The defendant was charged with insurance fraud and obtaining property by false pretenses based on her submission of claims for living expenses that she did not incur. Following Hurricane Matthew, the defendant submitted a lease agreement purportedly signed by her stepfather providing that the defendant would pay $100 per day to stay in his home. Defendant’s stepfather subsequently told investigators that he did not have a lease agreement with the defendant and that she had not stayed in his home. The defendant was convicted of both charges at a jury trial. The trial court consolidated the convictions for judgment and sentenced the defendant to 10 to 21 months imprisonment, suspended for 24 months of supervised probation. The trial court ordered the defendant to serve 60 days imprisonment as a condition of special probation. The defendant appealed, arguing that the trial court erred by sentencing her for both obtaining property by false pretenses and insurance fraud for the same alleged misrepresentation.
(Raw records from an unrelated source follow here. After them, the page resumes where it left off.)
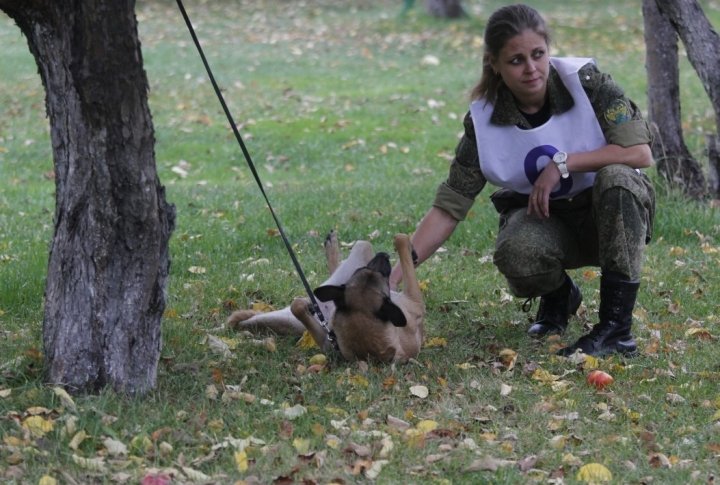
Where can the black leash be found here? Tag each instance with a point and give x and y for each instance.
(315, 307)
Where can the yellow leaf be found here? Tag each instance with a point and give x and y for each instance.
(426, 425)
(699, 333)
(419, 391)
(65, 398)
(436, 342)
(38, 426)
(591, 362)
(544, 376)
(677, 251)
(241, 461)
(301, 445)
(508, 358)
(358, 381)
(115, 447)
(77, 439)
(594, 473)
(261, 306)
(232, 343)
(47, 480)
(93, 464)
(306, 342)
(195, 475)
(13, 441)
(318, 359)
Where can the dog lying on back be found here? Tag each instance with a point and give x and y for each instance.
(369, 321)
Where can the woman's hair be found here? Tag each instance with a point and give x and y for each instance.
(504, 24)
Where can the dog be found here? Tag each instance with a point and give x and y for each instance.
(369, 321)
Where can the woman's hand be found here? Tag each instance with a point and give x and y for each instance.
(539, 199)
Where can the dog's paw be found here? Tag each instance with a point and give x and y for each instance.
(235, 320)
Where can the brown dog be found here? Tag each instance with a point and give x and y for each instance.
(368, 319)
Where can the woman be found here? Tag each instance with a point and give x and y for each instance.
(565, 145)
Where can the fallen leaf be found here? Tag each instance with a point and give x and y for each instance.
(294, 411)
(426, 425)
(593, 473)
(241, 461)
(436, 342)
(38, 426)
(93, 464)
(156, 479)
(488, 463)
(47, 480)
(65, 398)
(77, 439)
(419, 391)
(306, 342)
(114, 447)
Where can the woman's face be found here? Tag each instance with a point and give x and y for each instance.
(524, 65)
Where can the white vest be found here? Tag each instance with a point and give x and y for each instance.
(513, 158)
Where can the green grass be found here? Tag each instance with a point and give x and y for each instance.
(336, 108)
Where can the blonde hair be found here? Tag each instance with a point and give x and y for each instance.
(504, 24)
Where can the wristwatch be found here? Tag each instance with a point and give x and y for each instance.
(560, 159)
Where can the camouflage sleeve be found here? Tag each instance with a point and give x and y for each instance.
(620, 119)
(456, 195)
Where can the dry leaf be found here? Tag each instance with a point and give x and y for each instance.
(397, 423)
(419, 391)
(426, 425)
(77, 439)
(508, 357)
(436, 342)
(47, 480)
(38, 426)
(93, 464)
(241, 461)
(488, 463)
(594, 473)
(114, 447)
(306, 342)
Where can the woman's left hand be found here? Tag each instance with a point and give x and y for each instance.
(539, 200)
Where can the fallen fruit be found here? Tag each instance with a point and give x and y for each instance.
(599, 379)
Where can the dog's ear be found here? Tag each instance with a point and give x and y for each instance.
(330, 292)
(389, 311)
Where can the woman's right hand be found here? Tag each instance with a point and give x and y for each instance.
(434, 229)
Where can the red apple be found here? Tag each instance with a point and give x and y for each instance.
(599, 379)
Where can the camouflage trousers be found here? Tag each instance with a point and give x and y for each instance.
(607, 225)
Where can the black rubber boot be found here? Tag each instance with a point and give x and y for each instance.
(555, 309)
(612, 333)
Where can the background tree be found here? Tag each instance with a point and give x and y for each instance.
(439, 8)
(665, 21)
(109, 261)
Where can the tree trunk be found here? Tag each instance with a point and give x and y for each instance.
(445, 8)
(109, 261)
(702, 45)
(674, 161)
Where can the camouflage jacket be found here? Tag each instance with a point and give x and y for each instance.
(619, 118)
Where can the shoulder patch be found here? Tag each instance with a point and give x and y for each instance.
(618, 112)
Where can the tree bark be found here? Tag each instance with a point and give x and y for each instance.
(445, 8)
(674, 161)
(702, 44)
(109, 259)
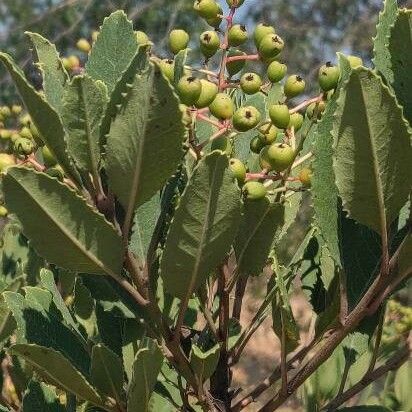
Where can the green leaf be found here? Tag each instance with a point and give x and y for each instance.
(381, 52)
(144, 224)
(84, 104)
(113, 50)
(147, 365)
(54, 367)
(41, 397)
(400, 45)
(257, 230)
(144, 146)
(107, 372)
(324, 190)
(204, 226)
(52, 69)
(373, 151)
(204, 363)
(43, 115)
(78, 238)
(403, 379)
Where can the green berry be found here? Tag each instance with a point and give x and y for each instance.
(48, 158)
(305, 176)
(238, 169)
(234, 3)
(280, 156)
(237, 35)
(167, 67)
(206, 8)
(246, 118)
(207, 95)
(236, 66)
(178, 40)
(23, 146)
(6, 161)
(209, 43)
(250, 83)
(222, 106)
(256, 145)
(189, 89)
(296, 121)
(261, 31)
(328, 77)
(223, 144)
(354, 61)
(280, 116)
(141, 37)
(268, 133)
(276, 71)
(254, 190)
(294, 86)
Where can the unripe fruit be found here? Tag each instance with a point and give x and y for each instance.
(294, 86)
(141, 37)
(237, 35)
(246, 118)
(271, 45)
(207, 95)
(238, 169)
(261, 31)
(222, 106)
(280, 116)
(305, 176)
(167, 67)
(178, 40)
(254, 190)
(296, 121)
(280, 156)
(83, 45)
(16, 109)
(48, 158)
(3, 211)
(235, 66)
(268, 133)
(328, 77)
(6, 161)
(234, 3)
(23, 146)
(354, 61)
(189, 89)
(250, 83)
(222, 143)
(209, 43)
(256, 145)
(206, 8)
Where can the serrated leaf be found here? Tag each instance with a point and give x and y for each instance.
(113, 50)
(257, 230)
(381, 52)
(144, 146)
(107, 372)
(400, 45)
(204, 226)
(204, 363)
(84, 104)
(144, 224)
(373, 151)
(324, 190)
(146, 368)
(41, 397)
(43, 115)
(54, 367)
(52, 69)
(78, 238)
She also argued that the trial court improperly delegated its authority to the defendant’s probation officer by failing to set a date by which the term of special probation had to be completed.
(1) The court of appeals determined that the trial court did not err by sentencing her for obtaining property under false pretenses and insurance fraud even though both offenses arose from the same misrepresentation. To determine whether multiple punishments may be imposed for multiple convictions in a single trial based on a single course of conduct, the court must look to the intent of the legislature. Each of the offenses for which the defendant was convicted contained an element the other did not. Insurance fraud requires proving that the defendant presented a statement in support of a claim for payment under an insurance policy; obtaining property by false pretenses requires proving that the defendant’s misrepresentation did in fact deceive. Based on the separate and distinct elements that must be proven, the appellate court reasoned that the legislature clearly expressed its intent to proscribe and punish a misrepresentation intended to deceive under both statutes. Additionally, the court noted that the subject of each crime is violative of two separate, distinct social norms: “Where obtaining property by false pretenses is generally likely to harm a single victim, a broader class of victims is harmed by insurance fraud.” Slip. op. at 8. Finally, regarding the history of the treatment of the two crimes for sentencing purposes, the court noted that previous panels had sustained sentencing for convictions of obtaining property by false pretenses and insurance fraud arising from the same misrepresentation. For these reasons, the court of appeals determined that the trial court did not err by consolidating the Class H felony convictions for judgment and sentencing the defendant in the high presumptive range for one Class H felony.
(2) The trial court did not err by delegating authority to the defendant’s probation officer and by not setting a completion deadline for the active term of the sentence as a condition of special probation. G.S.15A-1351(a) permits a trial court to require that a defendant submit to periods of imprisonment during probation at “whatever time or intervals within the period of probation . . . the court determines,” so long as the total period of such confinement does not exceed one-fourth of the maximum sentence imposed. It further requires that imprisonment imposed as a condition of special probation be completed within two years of conviction.
In this case, the trial court sentenced the defendant to 10 to 21 months of imprisonment and suspended that sentence for 24 months of supervised probation. As a condition of probation, the trial court ordered the defendant to serve 60 days of imprisonment as a condition of special probation. The court specified that the defendant was “‘TO SERVE 30 DAYS AT ONE TIME AND 30 DAYS AT ANOTHER TIME AS SCHEDULED BY PROBATION.’” Slip op. at 11. The court of appeals held that the trial court appropriately determined the “intervals within the period of probation” as two 30-day periods, and the completion date was set by statute as August 27, 2021—which, in defendant’s case, was both the end of the two-year probationary period and two years from the date of conviction.